We learned this way of thinking and feeling, so we can obviously learn to think and feel differently.  Isn't that good news?  Of course, it may not be easy, because we have to learn to notice and to change our negative thoughts and beliefs.   Loving ourselves means committing ourselves to noticing our own negative thoughts, and changing them to positive, loving, affirming, accepting thoughts.

For example, if we hate it when we get somewhere late, we may hear the voice of a relative yelling at us that we are always so inconsiderate and self-centered and we can't plan ahead and get organized, and on and on.  In effect, we internalize all those beliefs, which is what they are.  Perhaps we have a form of attention deficit disorder, which can lead to distractability as well as difficulty getting organized, which in turn can lead to ending up being late.   We may want to find out if we have some sort of inner challenge of this sort, so that we can learn ways to deal with it.

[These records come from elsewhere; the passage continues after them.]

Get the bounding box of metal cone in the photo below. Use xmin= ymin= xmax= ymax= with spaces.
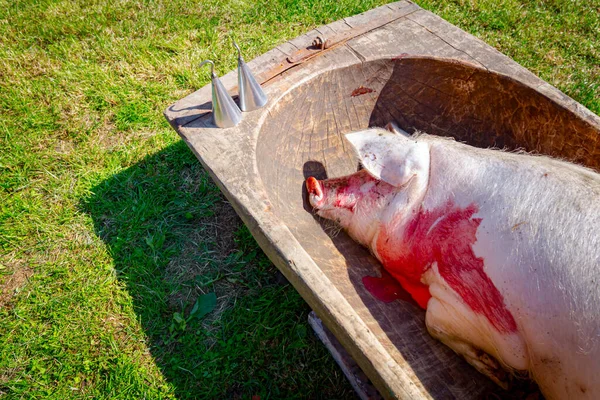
xmin=200 ymin=60 xmax=242 ymax=128
xmin=233 ymin=40 xmax=267 ymax=111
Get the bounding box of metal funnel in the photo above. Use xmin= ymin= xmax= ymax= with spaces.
xmin=232 ymin=38 xmax=267 ymax=111
xmin=200 ymin=60 xmax=242 ymax=128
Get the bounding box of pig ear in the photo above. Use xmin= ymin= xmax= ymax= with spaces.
xmin=346 ymin=129 xmax=429 ymax=187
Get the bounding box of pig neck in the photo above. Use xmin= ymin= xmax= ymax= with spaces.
xmin=368 ymin=165 xmax=430 ymax=263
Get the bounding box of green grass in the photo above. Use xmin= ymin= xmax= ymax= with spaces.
xmin=0 ymin=0 xmax=600 ymax=399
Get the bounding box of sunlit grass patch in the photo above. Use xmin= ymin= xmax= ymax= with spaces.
xmin=0 ymin=0 xmax=600 ymax=399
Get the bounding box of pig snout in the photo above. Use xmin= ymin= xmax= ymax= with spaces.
xmin=306 ymin=176 xmax=325 ymax=209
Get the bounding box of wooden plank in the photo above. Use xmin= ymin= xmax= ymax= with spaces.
xmin=165 ymin=2 xmax=600 ymax=399
xmin=308 ymin=311 xmax=383 ymax=400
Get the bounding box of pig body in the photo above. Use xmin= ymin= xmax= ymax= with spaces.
xmin=306 ymin=129 xmax=600 ymax=399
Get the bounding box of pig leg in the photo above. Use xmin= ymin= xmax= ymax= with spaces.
xmin=424 ymin=266 xmax=527 ymax=389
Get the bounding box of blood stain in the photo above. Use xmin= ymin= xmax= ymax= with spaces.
xmin=362 ymin=270 xmax=416 ymax=304
xmin=377 ymin=200 xmax=517 ymax=333
xmin=351 ymin=86 xmax=375 ymax=97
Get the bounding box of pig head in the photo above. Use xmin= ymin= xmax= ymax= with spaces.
xmin=306 ymin=129 xmax=600 ymax=399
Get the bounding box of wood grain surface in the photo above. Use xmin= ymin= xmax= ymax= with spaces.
xmin=165 ymin=1 xmax=600 ymax=399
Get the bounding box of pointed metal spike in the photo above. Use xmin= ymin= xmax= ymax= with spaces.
xmin=232 ymin=39 xmax=267 ymax=111
xmin=200 ymin=60 xmax=242 ymax=128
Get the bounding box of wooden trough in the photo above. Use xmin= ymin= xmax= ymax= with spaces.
xmin=165 ymin=1 xmax=600 ymax=399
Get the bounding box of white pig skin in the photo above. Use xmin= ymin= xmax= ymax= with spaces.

In the meantime, as soon as we notice that we are feeling bad because we're late, we need to ask ourselves what we're thinking and believing about ourselves.  Then, we need to ask ourselves, "was I being considerate of that person?"  If we become aware that we have difficulties getting organized and planning ahead, we need to love and accept ourselves for being that way, and commit ourselves to learning how to get better organized, and to begin to plan ahead when we have somewhere to go.  Next, we need to think new, more positive thoughts such as, "I had other concerns that kept me from focusing on getting there on time, but I love and forgive myself, and I know I can and will do better."

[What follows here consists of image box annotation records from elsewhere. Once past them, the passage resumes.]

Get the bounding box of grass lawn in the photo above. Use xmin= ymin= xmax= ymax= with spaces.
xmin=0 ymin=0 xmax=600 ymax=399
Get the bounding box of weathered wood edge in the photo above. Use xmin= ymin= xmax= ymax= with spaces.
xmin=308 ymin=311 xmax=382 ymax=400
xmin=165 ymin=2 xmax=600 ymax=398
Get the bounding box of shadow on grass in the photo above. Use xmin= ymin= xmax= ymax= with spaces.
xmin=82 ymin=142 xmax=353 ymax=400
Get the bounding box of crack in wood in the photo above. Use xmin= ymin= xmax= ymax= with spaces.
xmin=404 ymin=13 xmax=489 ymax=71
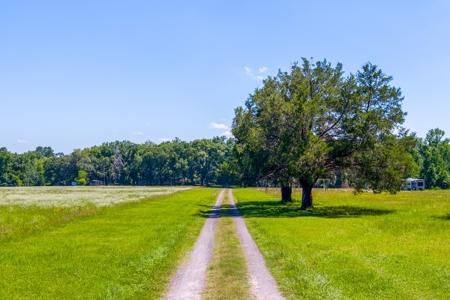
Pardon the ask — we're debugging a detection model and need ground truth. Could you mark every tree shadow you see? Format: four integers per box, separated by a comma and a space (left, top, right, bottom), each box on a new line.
193, 204, 222, 219
230, 201, 395, 218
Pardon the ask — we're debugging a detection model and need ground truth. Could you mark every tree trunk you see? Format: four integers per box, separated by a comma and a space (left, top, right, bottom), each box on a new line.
300, 182, 313, 210
281, 185, 292, 202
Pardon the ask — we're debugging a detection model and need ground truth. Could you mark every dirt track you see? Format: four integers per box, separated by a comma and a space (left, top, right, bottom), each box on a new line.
228, 190, 284, 300
165, 190, 284, 300
165, 191, 224, 300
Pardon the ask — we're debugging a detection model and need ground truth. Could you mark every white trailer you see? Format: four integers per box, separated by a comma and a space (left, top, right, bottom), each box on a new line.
403, 178, 425, 191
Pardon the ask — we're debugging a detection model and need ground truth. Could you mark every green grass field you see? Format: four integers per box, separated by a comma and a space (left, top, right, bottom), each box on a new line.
234, 189, 450, 299
0, 188, 217, 299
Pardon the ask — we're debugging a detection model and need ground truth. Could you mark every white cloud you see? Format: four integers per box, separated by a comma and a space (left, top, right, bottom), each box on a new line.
208, 123, 230, 129
222, 131, 233, 137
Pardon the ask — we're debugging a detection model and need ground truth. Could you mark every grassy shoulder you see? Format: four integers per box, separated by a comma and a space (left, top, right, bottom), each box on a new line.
203, 193, 250, 299
0, 189, 217, 299
234, 189, 450, 299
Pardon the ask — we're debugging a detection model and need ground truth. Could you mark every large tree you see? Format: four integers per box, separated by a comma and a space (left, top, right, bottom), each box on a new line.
233, 59, 414, 209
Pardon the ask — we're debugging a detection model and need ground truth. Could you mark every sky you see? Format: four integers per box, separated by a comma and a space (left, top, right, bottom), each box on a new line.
0, 0, 450, 154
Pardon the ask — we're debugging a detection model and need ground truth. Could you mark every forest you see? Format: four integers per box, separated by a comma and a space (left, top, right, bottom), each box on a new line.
0, 128, 450, 189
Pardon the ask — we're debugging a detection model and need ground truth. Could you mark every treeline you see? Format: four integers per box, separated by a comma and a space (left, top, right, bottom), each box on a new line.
411, 128, 450, 189
0, 137, 239, 186
0, 128, 450, 189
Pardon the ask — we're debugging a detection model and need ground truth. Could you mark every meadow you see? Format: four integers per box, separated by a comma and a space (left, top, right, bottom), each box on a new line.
0, 186, 191, 240
0, 187, 217, 299
234, 189, 450, 299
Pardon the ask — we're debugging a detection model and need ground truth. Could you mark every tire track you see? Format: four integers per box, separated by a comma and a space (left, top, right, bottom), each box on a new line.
165, 190, 224, 300
228, 190, 285, 300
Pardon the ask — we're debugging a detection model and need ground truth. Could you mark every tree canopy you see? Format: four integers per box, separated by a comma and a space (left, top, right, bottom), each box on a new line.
232, 58, 414, 209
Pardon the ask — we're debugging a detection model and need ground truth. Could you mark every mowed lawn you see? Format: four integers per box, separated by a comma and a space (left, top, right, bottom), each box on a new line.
233, 189, 450, 299
0, 189, 217, 299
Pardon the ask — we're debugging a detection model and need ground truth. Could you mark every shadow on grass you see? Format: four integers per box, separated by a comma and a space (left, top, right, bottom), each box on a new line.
196, 201, 395, 218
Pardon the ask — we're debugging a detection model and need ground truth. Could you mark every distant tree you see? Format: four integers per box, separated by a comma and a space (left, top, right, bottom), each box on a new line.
232, 59, 415, 209
420, 128, 450, 189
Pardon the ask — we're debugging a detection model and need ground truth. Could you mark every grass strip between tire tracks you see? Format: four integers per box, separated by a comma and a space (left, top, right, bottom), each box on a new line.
203, 192, 250, 300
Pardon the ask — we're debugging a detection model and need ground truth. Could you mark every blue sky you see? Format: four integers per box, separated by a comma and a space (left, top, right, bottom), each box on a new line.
0, 0, 450, 153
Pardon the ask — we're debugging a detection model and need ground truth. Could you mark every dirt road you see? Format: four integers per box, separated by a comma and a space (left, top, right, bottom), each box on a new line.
228, 190, 284, 300
165, 190, 224, 300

Accepting ourselves the way we are is essential to loving ourselves.  Committing to work on ourselves so that we will be the way we long to be is also imperative, or we will tend to remain in a state of feeling worthless and unacceptable.  That is not a very positive way to live life.  We literally need to learn to love and forgive ourselves, and to accept everything about ourselves just as we are.  For many of us, that can take a lot of conscious work.  Getting help through life coaching can definitely help.  We can accomplish this if we commit to becoming a happier, more loving person.  That kind of success is attainable by anyone and everyone.  And you deserve to be happy, loving, and loved!